To his credit, director put aside fears Big debut: Christopher Hampton says he didn't want the 'Carrington' job, but was compelled by a passion for the story.

November 18, 1995|By Stephen Hunter | Stephen Hunter,SUN FILM CRITIC

In a world where everybody wants to direct, it figures that the man who has made an astonishing directorial debut at the age of 49 never wanted to direct.

"I don't like the concept of power," admits Christopher Hampton, the distinguished British playwright and screenwriter, whose first film as a director, "Carrington," has just opened. "The generalship aspect of it was very unsettling. It's the old anarchist me."

In fact, says Hampton, author of the screenplay for "Dangerous Liaisons" as well as, most recently, the book for Andrew Lloyd Weber's "Sunset Boulevard," he's always believed in a separation between the writer and the director.

"I've always believed that two heads were better than one. And, in fact, many times I've played the 'good cop' to the director's 'bad cop,' which is very helpful for the actors."

But "Carrington" was such a labor of passion, the Oxford-educated Tony winner decided to go ahead.

"It was very unexpected," he said recently in a telephone interview from New York. "It came up at the last moment. We had everyone but a director. I wasn't sure I'd be good at it. I'd worked with good directors and I had no idea if I could do what they could do."

But in the end, his passion for the story overcame his reluctance to be the boss.

He'd first come across the relationship between Dora Carrington, a British artist, and Lytton Strachey, a homosexual writer, in the early '70s, in the biography of Strachey by Michael Holroyd.

It was a story of deep love that overwhelmed their individual sexual preferences and lasted for close to two decades. "It haunted me," he recalls. "I don't know why, but it was like falling in love."

As early as 1977, he had pitched and sold it to Warner Bros., and done a screenplay.

"It was quite unusual to get the opportunity to do it in the first place. It took a year to write and I became convinced it was one of the best things I had written."

That deal, like so many movie deals, fell apart. Over the years it would be revived, then fall apart again and, in fact, Hampton has had the rights purchased for him by separate sets of producers three times.

Even after the huge success of "Dangerous Liaisons," he wasn't able to get it made. "After 'Dangerous Liaisons,' I thought things would get easier. They didn't."

Hollywood passed on a number of Hampton's ideas. "They didn't want to do the kind of subjects I was interested in. I was getting offered a lot of commercial stuff. That's not my bag, after all. Nothing against it, it's just that I can't do it."

Finally, he got the project together with European producers, had the cast in place and went into action as director.

"I wasn't at all intimidated by the actors.

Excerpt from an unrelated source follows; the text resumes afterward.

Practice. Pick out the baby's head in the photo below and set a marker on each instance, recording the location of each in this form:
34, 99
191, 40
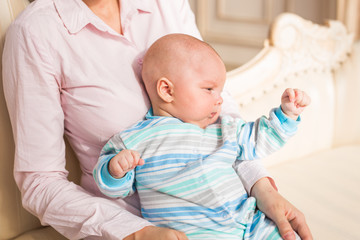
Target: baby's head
184, 78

You try and work with people you respect, and then you always listen to them. That way they feel they are contributing. You never want to be a boss or a dictator."

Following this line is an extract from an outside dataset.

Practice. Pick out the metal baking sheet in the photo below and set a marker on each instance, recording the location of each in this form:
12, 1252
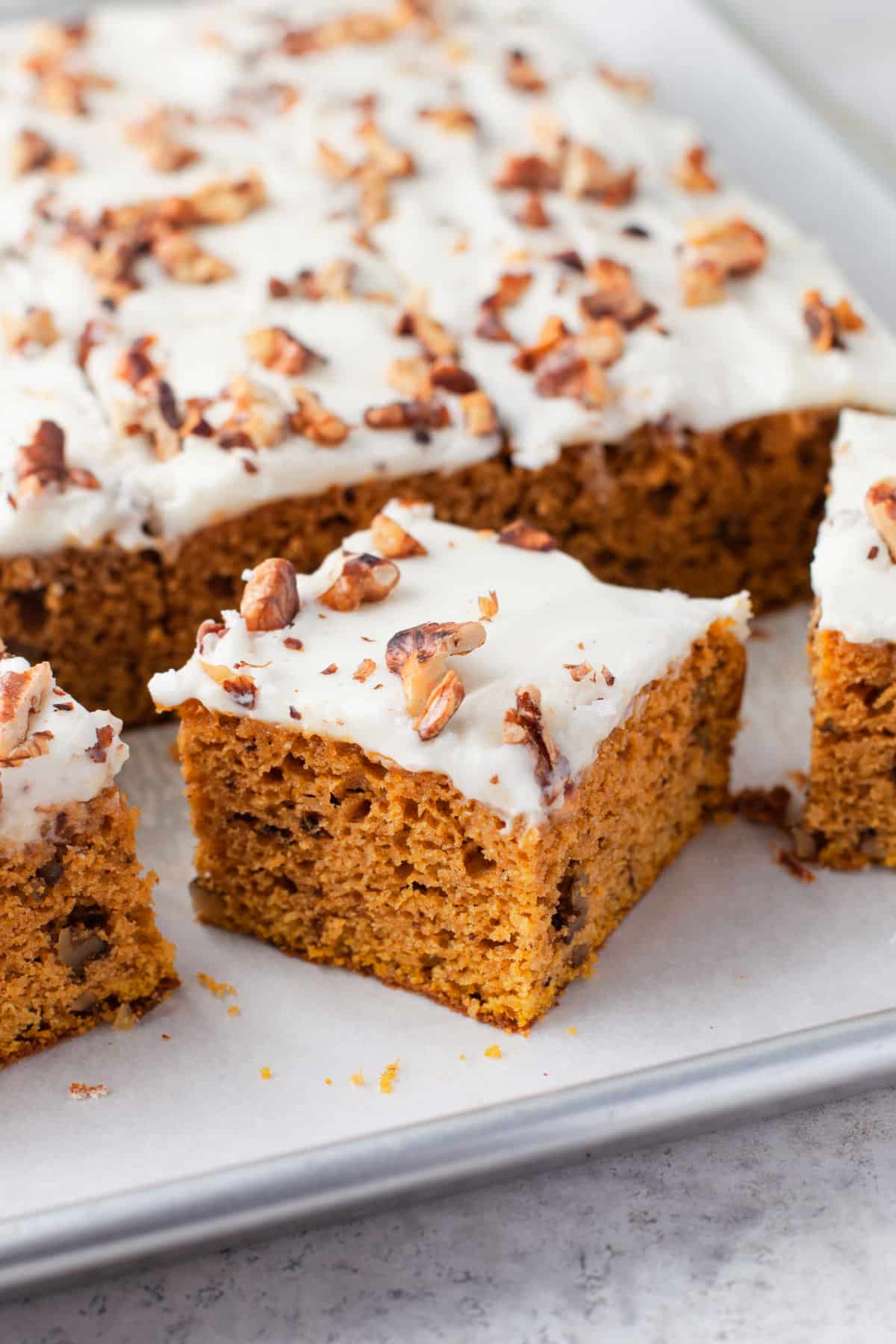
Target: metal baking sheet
734, 989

Hampton reports that a two-week rehearsal period helped Jonathan Pryce find the somewhat difficult-to-locate character of Strachey, a Bloomsbury wit and author ("Eminent Victorians" and "Elizabeth and Essex") who was noted for his high-pitched voice as much for his reinventing the rules of modern biography.

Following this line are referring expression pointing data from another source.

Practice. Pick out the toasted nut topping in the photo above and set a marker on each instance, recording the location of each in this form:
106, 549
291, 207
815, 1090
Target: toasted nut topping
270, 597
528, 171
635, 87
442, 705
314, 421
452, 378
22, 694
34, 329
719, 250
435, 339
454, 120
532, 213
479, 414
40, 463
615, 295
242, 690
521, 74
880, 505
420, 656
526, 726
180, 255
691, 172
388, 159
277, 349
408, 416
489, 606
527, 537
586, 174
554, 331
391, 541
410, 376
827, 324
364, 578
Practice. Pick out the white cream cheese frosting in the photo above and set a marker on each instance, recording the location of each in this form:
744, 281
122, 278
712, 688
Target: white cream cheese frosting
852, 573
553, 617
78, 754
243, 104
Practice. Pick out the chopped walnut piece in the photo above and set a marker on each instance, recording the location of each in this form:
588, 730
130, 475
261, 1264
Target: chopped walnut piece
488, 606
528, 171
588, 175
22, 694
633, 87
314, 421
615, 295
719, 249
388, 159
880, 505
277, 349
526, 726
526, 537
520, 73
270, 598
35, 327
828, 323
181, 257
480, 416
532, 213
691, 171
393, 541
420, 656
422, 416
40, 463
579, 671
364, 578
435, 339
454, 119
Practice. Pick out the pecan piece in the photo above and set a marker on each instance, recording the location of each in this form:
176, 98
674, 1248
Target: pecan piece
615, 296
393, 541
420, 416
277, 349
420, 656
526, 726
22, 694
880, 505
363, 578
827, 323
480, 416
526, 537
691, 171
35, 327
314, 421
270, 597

"The real Lytton had a ridiculous, camp voice. We didn't want to go in that direction. We wanted to normalize it in some ways. We found a voice based on [that of a] broadcaster in the '50s and worked that in."

As it turns out, Hampton isn't a great follower of the Bloomsbury Group, that swaggle of free-thinkers, socialists, wits and provocateurs who defined modernism in England before and after World War I, and whose influence - and fascination - continue profoundly to this day.

"I'm not particularly interested in the Bloomsbury Group," he says. "I turned it away from them. Originally I threw in everybody. But then I started to whittle. You get down to key figures. Carrington wasn't really a Bloomsburyite."

It's been a busy time for Hampton. Not only is this film in theaters, but so is "Total Eclipse," which he wrote (but did not direct), the story of French poets Verlaine and Rimbaud. The film "Mary Reilly," which he wrote (but did not direct), will be released shortly. It is directed by Stephen Frears (as was "Dangerous Liaisons"), and stars John Malkovich and Julia Roberts in a retelling of "Jekyll and Hyde," but from the maid's point of view.

Then there's the version of "The Secret Agent," from Conrad, with Bob Hoskins and Gerard Depardieu that he's just finished directing; and, of course, "Sunset Boulevard" on the boards all over the world. Now, for the first time in his life, says Hampton, "I don't know what to do next."

But he does know one thing: "Directing has changed my life. It's what I want to do now."